Desde la comunicación de la sentencia los actos de protesta han ido ganando en intensidad y evidencian notable organización. Una infraestructura estratégica como el aeropuerto internacional del Prat fue casi colapsada el mismo lunes a la llamada del autodenominado Tsunami Democràtic, una organización sin rostro y con gran capacidad de convocatoria; la estación de Sants, nudo crítico de conexión por tren, está permanentemente en el punto de mira. Carreteras cortadas por el territorio, tensión en aumento. Mientras trozos de asfalto se derriten por el calor del fuego de los vándalos, columnas a pie nutridas del independentismo proveniente de varios puntos del territorio avanzan pacíficamente hacia Barcelona, en donde convergerán este viernes. El movimiento independentista, inequívocamente pacífico en su ADN primigenio, aún mayoritario, exterioriza inevitablemente los efectos del paso del tiempo en la destilación de las emociones que lo alimentan y de las altas expectativas simuladas en aquel convulso octubre de 2017. También revela las sensibles discrepancias y contradicciones entre sus líderes políticos. En tanto unos (Esquerra Republicana de Catalunya) consideran necesario ampliar la base social del independentismo tras asumir la evidencia de que no cuentan con una mayoría de la sociedad catalana, otros (la centroderecha de Junts per Catalunya, liderados desde Bruselas por el anterior presidente de la Generalitat, Carles Puigdemont, a cuyo dictado opera formalmente  el actual presidente, Quim Torra) apuestan por una estrategia de confrontación directa y de desgaste del Estado. Con un tono propio de la arenga activista, e indolente ante sus consecuencias, el presidente Torra no deja de animar a la protesta civil al grito de ‘¡apretad, apretad!’ mientras, simultáneamente, su conseller de interior coordina la policía autonómica que debe hacer frente a las algaradas que se produzcan. Una situación esquizofrénica pero entendible desde la lógica del ‘cuanto peor, mejor’.

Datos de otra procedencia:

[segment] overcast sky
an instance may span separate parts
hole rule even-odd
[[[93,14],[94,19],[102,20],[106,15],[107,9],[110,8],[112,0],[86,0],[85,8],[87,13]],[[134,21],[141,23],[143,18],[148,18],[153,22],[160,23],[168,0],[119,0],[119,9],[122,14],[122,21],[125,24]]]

La montaña rusa emocional en la que la sociedad catalana navega, entre la ilusión y la depresión, amenaza con agravar una fractura en la convivencia que cada vez es más real que virtual. Atención con los próximos pasos. El Estado español cuenta ahora con un gobierno socialista que intentará gestionar este pulso con unas maneras diferentes a las del anterior gobierno del PP. Pero los márgenes son estrechos y la sombra del combate por las elecciones generales del 10-N es alargada. Demasiados errores acumulados en ambos lados del conflicto, demasiada incomprensión mutua. Para coser tamaños descosidos hará falta mesura y paciencia y, sobre todo, hilos más sólidos que los que simplemente sirven para zurcir banderas. Mientras tanto, una nueva noche cae sobre la ciudad que otrora, en un verano del 92, encandiló al mundo con el pequeño fuego de una flecha cargada de concordia.

** Publicado el 17 de octubre de 2019 en la edición digital de la revista chilena El Periodista.